A lash adjuster 10 is disclosed for use in engine valve gear. The adjuster includes a body 40 and a plunger 50 is slidably received in a bore 48 formed in body. A piston 63 is slidably received in the plunger and forms a high pressure chamber 86 within the plunger. A one-way valve means 72 is disposed intermediate the piston and plunger for admitting fluid to the chamber for lash adjustment. An annular retaining clip 90 is seated in a locking position in a groove 106 formed in an outer wall 104 of the plunger body. The clip extends radially beyond the end face of the hub bore 48 thereby preventing fall out of the plunger body prior to assembly in the engine valve gear.

Description

BACKGROUND OF THE INVENTION

This invention relates to hydraulic lash adjusters and is particularly directed to adjusters having a means for retaining the adjuster plunger subassembly to the adjuster body.

DESCRIPTION OF THE PRIOR ART

Lash adjusters of the hydraulic type are used in direct acting valve gear and also those types of valve gear having the lash adjuster located in the rocker arm with the lash adjuster contacting either a cam surface or valve stem.

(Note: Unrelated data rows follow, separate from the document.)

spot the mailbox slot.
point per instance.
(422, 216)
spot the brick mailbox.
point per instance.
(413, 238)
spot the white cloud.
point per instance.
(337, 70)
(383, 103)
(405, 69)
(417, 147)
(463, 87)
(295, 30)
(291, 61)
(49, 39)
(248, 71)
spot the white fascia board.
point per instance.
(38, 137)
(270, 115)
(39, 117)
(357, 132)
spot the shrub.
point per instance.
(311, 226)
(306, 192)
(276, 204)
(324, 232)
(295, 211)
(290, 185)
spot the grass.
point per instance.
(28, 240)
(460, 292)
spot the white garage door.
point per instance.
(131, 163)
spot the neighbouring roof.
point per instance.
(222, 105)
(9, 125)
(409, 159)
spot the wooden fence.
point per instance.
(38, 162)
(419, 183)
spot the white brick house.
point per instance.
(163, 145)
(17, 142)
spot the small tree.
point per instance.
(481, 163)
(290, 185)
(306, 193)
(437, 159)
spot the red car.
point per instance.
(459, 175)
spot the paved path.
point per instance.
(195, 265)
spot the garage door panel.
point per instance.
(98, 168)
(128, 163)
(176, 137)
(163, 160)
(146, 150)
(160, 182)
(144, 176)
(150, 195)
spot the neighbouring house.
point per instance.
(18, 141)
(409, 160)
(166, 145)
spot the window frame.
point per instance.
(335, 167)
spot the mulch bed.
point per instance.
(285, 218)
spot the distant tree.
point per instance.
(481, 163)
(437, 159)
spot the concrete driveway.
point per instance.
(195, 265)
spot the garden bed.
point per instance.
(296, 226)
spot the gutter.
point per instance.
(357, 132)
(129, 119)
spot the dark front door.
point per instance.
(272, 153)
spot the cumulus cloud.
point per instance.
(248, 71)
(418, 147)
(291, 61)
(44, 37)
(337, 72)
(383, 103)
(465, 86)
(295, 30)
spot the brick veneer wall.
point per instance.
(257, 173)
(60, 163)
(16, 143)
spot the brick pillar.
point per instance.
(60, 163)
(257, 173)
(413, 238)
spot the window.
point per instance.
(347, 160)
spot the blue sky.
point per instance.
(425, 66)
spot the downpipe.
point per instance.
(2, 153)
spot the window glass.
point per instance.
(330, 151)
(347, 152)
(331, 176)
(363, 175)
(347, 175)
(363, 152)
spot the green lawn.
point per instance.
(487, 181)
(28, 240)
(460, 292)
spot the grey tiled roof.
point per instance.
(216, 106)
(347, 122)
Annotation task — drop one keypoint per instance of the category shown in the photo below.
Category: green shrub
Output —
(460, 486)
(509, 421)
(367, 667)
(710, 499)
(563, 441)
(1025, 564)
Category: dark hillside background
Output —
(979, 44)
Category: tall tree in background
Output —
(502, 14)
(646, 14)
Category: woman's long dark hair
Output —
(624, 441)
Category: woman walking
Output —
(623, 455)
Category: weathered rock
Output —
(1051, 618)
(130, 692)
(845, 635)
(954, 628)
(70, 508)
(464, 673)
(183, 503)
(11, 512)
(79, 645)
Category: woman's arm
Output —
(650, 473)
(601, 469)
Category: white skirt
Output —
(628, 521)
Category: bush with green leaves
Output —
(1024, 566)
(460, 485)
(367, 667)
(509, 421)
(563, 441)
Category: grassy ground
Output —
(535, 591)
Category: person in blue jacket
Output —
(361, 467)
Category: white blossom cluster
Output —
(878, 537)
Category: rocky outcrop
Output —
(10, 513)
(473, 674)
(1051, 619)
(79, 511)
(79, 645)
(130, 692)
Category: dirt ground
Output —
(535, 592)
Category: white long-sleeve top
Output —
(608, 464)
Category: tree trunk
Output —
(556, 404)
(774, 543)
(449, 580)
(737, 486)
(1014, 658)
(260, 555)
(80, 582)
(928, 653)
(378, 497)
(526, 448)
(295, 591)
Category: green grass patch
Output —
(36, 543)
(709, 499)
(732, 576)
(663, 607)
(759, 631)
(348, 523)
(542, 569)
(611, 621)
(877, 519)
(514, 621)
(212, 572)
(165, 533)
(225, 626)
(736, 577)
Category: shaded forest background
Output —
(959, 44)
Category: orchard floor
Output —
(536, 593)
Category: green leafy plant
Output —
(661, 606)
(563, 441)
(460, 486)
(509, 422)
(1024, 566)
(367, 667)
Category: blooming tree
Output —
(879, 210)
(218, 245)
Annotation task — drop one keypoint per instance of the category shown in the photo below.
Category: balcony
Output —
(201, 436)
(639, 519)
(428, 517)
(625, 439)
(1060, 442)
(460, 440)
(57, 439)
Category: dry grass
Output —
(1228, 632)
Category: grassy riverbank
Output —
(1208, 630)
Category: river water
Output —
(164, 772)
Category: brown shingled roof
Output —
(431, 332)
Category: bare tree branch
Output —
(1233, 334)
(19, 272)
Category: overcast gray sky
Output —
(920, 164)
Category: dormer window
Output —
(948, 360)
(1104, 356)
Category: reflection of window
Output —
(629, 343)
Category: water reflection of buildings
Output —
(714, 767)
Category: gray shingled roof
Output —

Such lash adjusters may require a retaining means for securing the plunger subassembly in the adjuster bore to maintain integrity of the subassembly prior to assembly into the engine valve gear. It should be noted that once the lash adjuster is assembled to the valve gear, the plunger subassembly retainer performs no function during engine operation.

Known techniques for retaining the integrity of the plunger subassembly include spring steel snap rings mounted either in a groove formed into the adjuster body bore in which the plunger assembly is received or a groove formed in the outer wall of the plunger. In either case, the snap ring prevents removal of the plunger subassembly by forming an interference condition between the adjuster body and the plunger.

In smaller size adjusters, space limitations require that the snap ring wire size and its mounting groove be proportioned accordingly, thus resulting in small sizes, close tolerances, and consequent higher manufacturing costs.

Resilient O-ring seals mounted in the plunger subassembly outer wall have also been used in place of steel snap rings. Where O-rings have been used problems with contamination have resulted in damage to the O-ring from cutting during assembly.

A need has thus arisen for a plunger subassembly retainer which can be assembled into a closed ended adjuster bore without the use of special tools or fixturing. The retainer must also be low in cost compared to known techniques.

In addition, the retainer must lend itself into high volume production methods and not require precision manufacturing tolerances. Furthermore the retainer should preferably be mountable within the adjuster fluid reservoir in order to minimize adjuster overall length, and consequently the inertia of the adjuster. Minimizing adjuster inertia is important since engine operating speeds can exceed 5,000 rpm.

SUMMARY OF THE INVENTION

The present invention provides a hydraulic lash adjuster used in valve gear for internal combustion engines. The present invention is particularly applicable to valve gear for engines operating at high rpm.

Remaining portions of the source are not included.